WSJ provides details of a new Beacon Economics report:
The firm’s stance is that the $787 billion federal stimulus package and the Federal Reserve’s near-zero interest rates have propped up the economy but will prove unsustainable and are actually exacerbating some of the imbalances that led to the recession. “The nation seems to be trading in its private bubble for a public one, swapping one set of unsustainable economic drivers for another,” the report said...This is pretty much in lockstep with our analysis that the "recovery" has been a manipulated recovery, and given the Fed's near zero money growth (M2), the capital structure as it currently exists can not be supporetd by the current level of savings.
The gist is this: The stimulus and other such measures have prevented a shedding of debts that needs to happen before the economy can return to sustainable growth. The saving rate has grown from its record lows, but has been propped up by tax cuts that have exacerbated the mountain of debt at all levels of government. Property values have fallen, but accounting changes have prevented banks from acknowledging a lot of underwater loans. Even the roaring stock market is artificial, in the firm’s view.

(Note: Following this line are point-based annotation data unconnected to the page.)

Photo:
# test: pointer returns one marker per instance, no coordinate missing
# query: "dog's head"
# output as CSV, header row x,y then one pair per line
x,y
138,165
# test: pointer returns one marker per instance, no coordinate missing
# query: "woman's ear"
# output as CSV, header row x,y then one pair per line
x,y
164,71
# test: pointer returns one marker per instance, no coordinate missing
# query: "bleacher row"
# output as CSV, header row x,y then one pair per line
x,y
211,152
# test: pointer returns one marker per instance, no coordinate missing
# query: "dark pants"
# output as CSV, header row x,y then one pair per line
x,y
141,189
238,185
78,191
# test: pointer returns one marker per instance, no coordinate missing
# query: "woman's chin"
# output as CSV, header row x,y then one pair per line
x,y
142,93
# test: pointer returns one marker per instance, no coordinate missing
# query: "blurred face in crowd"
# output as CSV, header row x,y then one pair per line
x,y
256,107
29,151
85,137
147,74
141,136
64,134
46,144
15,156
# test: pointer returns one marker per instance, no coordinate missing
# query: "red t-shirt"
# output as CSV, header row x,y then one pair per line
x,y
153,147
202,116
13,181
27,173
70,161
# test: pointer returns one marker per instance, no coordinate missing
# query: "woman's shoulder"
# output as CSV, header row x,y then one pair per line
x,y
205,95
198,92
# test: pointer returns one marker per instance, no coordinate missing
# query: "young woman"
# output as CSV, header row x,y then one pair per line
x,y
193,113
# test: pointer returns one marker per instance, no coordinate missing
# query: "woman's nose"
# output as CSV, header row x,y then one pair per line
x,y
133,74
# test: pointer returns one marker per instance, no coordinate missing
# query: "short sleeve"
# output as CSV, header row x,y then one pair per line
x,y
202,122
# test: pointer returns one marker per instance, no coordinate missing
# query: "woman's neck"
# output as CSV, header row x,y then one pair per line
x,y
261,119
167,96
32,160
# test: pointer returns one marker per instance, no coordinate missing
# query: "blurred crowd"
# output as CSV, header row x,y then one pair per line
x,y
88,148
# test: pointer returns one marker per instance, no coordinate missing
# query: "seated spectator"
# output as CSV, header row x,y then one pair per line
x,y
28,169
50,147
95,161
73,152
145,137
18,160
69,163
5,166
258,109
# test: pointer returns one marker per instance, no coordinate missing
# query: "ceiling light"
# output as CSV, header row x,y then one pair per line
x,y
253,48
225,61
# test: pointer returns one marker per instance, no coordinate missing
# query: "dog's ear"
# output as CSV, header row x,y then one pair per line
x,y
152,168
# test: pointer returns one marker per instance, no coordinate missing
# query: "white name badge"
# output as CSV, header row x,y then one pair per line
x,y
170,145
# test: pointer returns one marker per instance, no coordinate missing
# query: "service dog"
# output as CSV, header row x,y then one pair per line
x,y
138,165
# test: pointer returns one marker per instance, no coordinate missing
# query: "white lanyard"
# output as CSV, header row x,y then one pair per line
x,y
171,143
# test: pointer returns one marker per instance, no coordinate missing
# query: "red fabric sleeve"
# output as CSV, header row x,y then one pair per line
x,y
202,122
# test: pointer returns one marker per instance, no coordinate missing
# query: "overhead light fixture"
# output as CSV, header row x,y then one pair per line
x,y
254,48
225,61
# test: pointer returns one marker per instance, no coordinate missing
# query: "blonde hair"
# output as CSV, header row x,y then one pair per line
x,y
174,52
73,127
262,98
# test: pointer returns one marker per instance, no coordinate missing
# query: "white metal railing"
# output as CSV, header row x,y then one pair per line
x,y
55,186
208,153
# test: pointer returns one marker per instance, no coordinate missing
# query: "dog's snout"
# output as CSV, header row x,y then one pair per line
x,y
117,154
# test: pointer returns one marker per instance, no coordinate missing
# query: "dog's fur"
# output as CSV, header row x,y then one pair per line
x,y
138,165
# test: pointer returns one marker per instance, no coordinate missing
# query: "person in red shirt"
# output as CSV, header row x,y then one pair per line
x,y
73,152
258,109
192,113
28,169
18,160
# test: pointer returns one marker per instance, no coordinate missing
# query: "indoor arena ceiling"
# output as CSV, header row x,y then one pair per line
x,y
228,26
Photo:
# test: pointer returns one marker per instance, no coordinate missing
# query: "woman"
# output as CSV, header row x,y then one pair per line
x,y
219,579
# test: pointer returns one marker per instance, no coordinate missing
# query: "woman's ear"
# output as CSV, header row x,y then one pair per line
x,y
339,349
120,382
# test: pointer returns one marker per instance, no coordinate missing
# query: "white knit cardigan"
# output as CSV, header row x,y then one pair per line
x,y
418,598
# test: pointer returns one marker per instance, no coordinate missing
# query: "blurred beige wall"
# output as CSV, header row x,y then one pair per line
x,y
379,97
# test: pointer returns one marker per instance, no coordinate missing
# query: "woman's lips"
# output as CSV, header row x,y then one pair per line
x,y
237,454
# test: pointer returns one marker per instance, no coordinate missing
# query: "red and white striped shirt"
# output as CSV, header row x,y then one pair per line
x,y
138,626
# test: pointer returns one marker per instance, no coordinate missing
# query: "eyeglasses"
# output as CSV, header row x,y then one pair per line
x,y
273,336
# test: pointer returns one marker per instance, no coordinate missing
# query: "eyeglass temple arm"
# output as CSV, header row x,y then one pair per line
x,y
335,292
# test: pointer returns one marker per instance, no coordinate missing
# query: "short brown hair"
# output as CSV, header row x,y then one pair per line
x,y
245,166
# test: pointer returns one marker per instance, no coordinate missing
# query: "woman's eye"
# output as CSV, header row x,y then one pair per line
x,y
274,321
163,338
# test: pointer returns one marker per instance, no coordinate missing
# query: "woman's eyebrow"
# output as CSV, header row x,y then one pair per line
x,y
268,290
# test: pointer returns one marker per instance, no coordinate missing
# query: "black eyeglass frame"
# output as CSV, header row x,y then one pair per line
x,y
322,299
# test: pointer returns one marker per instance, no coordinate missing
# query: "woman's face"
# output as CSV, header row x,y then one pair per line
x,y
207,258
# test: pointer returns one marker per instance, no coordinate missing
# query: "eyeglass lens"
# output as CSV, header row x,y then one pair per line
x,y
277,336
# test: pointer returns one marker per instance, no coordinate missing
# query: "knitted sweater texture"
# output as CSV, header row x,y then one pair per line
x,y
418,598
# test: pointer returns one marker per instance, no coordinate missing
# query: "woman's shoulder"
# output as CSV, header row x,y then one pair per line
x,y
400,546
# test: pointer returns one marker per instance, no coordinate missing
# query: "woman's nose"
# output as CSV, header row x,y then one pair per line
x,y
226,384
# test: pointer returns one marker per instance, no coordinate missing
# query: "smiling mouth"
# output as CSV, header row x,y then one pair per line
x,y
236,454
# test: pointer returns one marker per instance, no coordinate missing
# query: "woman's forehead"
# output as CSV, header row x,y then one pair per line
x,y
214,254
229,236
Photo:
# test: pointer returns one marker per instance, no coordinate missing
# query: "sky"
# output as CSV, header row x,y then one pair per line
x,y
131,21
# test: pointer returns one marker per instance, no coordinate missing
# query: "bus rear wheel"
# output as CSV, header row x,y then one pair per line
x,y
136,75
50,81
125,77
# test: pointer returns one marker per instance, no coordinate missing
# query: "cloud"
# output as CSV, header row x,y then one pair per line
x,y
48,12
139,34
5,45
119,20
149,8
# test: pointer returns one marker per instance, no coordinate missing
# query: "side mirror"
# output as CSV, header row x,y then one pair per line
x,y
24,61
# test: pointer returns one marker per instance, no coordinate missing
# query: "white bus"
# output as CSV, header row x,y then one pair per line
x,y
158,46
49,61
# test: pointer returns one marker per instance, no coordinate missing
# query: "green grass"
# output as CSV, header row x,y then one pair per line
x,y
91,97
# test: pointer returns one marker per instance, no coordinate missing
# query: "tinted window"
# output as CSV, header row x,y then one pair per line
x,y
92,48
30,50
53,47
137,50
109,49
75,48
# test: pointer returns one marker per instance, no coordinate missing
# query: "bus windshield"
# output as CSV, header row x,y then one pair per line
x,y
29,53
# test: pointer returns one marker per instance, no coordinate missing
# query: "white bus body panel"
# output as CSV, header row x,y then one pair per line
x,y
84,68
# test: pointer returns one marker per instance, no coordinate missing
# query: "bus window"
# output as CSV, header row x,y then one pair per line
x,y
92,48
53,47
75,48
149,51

“The rally in the equity markets seems to be occurring despite the fact that overall asset prices still seem too high given our long-run potential for growth. And the bounce in the asset markets overlooks the fact that overall the national deleveraging that needs to occur to shed off record levels of debt has yet to really get underway,” the report said.
As for the equity market strength, we concur that it appears to be an anomaly, and do not believe it can be sustained.
Beacon sees to possibilities from here:
“The best-case scenario is that the Federal Reserve and the Obama administration manage to draw down the public bubble slowly, a possibility that private bubbles typically don’t share,” the report says.In our view, it's down to the latter. Soft landings are always tough, and as far as EPJ is concerned we are much too far down the road for anything other than a second dip--led on the downside by the stock market.
The downside? “The worst-case scenario is that the bubble pops rapidly, putting the economy squarely back into another recession — the double dip."